Linearized Neural Network Approximation

Updated 2 February 2026

Linearized approximation is defined as replacing a neural network’s nonlinear behavior with its first-order Taylor expansion around a reference parameter.
The approach underpins analyses like the neural tangent kernel regime and random feature models, enabling scalable learning and efficient uncertainty quantification.
Practical algorithms based on linearization reduce computational cost in tasks such as robustness verification and PDE solving, while exposing limits in feature learning.

A linearized approximation for neural networks refers to replacing the nonlinear predictive model induced by a neural network with its first-order Taylor expansion around a reference parameter set, typically at initialization or after gradient-based pretraining.
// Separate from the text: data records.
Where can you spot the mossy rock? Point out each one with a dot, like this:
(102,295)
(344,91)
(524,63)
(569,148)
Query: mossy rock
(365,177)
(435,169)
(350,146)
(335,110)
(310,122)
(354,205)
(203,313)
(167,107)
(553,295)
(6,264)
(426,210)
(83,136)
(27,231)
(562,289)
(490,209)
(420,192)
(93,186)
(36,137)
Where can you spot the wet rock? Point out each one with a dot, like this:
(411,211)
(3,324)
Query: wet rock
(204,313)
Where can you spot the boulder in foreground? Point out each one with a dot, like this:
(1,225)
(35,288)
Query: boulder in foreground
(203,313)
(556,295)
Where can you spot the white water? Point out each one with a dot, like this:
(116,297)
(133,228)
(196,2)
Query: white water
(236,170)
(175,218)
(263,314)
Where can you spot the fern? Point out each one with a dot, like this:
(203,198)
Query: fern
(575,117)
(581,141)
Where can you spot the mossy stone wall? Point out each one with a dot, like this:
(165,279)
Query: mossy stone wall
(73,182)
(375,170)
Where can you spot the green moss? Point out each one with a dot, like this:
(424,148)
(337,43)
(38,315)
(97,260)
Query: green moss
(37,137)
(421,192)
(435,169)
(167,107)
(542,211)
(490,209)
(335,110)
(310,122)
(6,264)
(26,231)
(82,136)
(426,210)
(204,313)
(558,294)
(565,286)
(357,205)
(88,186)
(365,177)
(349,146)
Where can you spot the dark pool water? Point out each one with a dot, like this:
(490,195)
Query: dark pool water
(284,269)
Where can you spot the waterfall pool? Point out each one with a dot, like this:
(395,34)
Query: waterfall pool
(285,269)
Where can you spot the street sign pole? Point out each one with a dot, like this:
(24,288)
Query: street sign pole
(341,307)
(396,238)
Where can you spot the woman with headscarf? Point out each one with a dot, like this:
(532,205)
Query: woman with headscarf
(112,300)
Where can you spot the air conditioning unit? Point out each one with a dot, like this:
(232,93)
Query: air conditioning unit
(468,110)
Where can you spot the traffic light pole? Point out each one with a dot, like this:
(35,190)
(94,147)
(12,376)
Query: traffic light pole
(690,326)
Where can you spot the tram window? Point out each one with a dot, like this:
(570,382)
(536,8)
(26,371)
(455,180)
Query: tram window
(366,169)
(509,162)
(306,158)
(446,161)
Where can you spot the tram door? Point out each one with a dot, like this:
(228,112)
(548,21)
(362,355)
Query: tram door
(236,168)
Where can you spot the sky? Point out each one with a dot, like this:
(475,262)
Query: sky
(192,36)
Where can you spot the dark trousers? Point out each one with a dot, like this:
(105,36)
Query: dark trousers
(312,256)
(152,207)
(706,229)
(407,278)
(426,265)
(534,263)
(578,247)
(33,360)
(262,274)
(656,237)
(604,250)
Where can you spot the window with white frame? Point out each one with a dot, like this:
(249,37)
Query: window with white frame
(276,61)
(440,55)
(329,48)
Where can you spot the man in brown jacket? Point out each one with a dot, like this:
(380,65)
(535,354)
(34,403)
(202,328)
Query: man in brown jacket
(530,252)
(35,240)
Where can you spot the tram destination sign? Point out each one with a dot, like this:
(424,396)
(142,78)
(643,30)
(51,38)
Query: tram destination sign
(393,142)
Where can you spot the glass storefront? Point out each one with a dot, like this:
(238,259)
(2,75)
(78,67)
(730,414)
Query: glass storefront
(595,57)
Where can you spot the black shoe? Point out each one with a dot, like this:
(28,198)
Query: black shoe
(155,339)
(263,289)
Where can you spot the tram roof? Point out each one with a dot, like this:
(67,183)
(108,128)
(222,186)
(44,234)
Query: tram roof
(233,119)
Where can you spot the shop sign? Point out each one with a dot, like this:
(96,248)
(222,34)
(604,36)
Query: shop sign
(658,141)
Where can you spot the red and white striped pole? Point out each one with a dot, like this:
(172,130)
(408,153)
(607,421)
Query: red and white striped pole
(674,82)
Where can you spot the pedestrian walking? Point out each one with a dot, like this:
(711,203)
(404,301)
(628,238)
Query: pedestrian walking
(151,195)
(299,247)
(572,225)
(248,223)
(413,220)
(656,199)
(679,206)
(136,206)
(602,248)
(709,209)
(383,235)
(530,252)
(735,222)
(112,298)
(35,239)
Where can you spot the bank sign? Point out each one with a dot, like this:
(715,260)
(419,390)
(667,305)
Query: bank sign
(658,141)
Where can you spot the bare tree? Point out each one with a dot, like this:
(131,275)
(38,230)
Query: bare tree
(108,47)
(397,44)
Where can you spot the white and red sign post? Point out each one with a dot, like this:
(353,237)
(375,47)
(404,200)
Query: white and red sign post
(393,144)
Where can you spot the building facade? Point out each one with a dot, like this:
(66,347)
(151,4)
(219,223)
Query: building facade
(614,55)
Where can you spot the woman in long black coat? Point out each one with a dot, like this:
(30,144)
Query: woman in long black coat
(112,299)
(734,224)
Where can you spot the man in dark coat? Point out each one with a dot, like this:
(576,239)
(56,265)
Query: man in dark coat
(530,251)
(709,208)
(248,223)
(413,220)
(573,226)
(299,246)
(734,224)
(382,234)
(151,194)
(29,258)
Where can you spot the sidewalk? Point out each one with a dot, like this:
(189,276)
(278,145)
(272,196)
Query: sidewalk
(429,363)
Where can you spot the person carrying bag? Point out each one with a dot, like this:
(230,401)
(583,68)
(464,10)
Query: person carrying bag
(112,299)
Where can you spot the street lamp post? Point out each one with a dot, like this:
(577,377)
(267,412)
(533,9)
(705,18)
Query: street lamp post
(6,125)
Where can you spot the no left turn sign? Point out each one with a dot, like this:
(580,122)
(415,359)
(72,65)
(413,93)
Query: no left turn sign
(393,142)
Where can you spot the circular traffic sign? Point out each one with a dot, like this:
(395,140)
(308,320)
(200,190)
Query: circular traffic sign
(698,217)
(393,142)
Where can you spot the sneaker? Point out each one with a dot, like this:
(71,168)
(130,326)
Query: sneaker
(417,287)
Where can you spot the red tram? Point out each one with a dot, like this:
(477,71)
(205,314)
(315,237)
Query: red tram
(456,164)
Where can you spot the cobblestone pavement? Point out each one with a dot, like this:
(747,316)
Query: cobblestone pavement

This construction underlies a broad class of modern theoretical analyses, including the neural tangent kernel (NTK) regime, random features models, linearized Laplace approximations for Bayesian prediction, and practical methods in PDE solving and robustness verification. The approach is pivotal both as an analytical tool and in algorithmic surrogates for scalable learning and inference in high-dimensional, overparameterized settings.

1. Mathematical Foundation of Linearized Neural Network Models

Let $f_\theta(x)$ denote a neural network with parameters $\theta\in\mathbb{R}^p$ . The linearized model at a reference parameter $\theta_0$ is given by the first-order Taylor expansion: $f^{\text{lin}}_\theta(x) = f_{\theta_0}(x) + \nabla_\theta f_{\theta_0}(x) \cdot (\theta - \theta_0)$ where $\nabla_\theta f_{\theta_0}(x)$ is the Jacobian evaluated at $\theta_0$ . When the parameters are initialized randomly and either held fixed (random features) or allowed to drift minimally under gradient flow (NTK regime), the function space induced by $f^{\text{lin}}_\theta(x)$ is linear in $\theta$ , although the feature map $x\mapsto \nabla_\theta f_{\theta_0}(x)$ may be highly nonlinear in $x$ .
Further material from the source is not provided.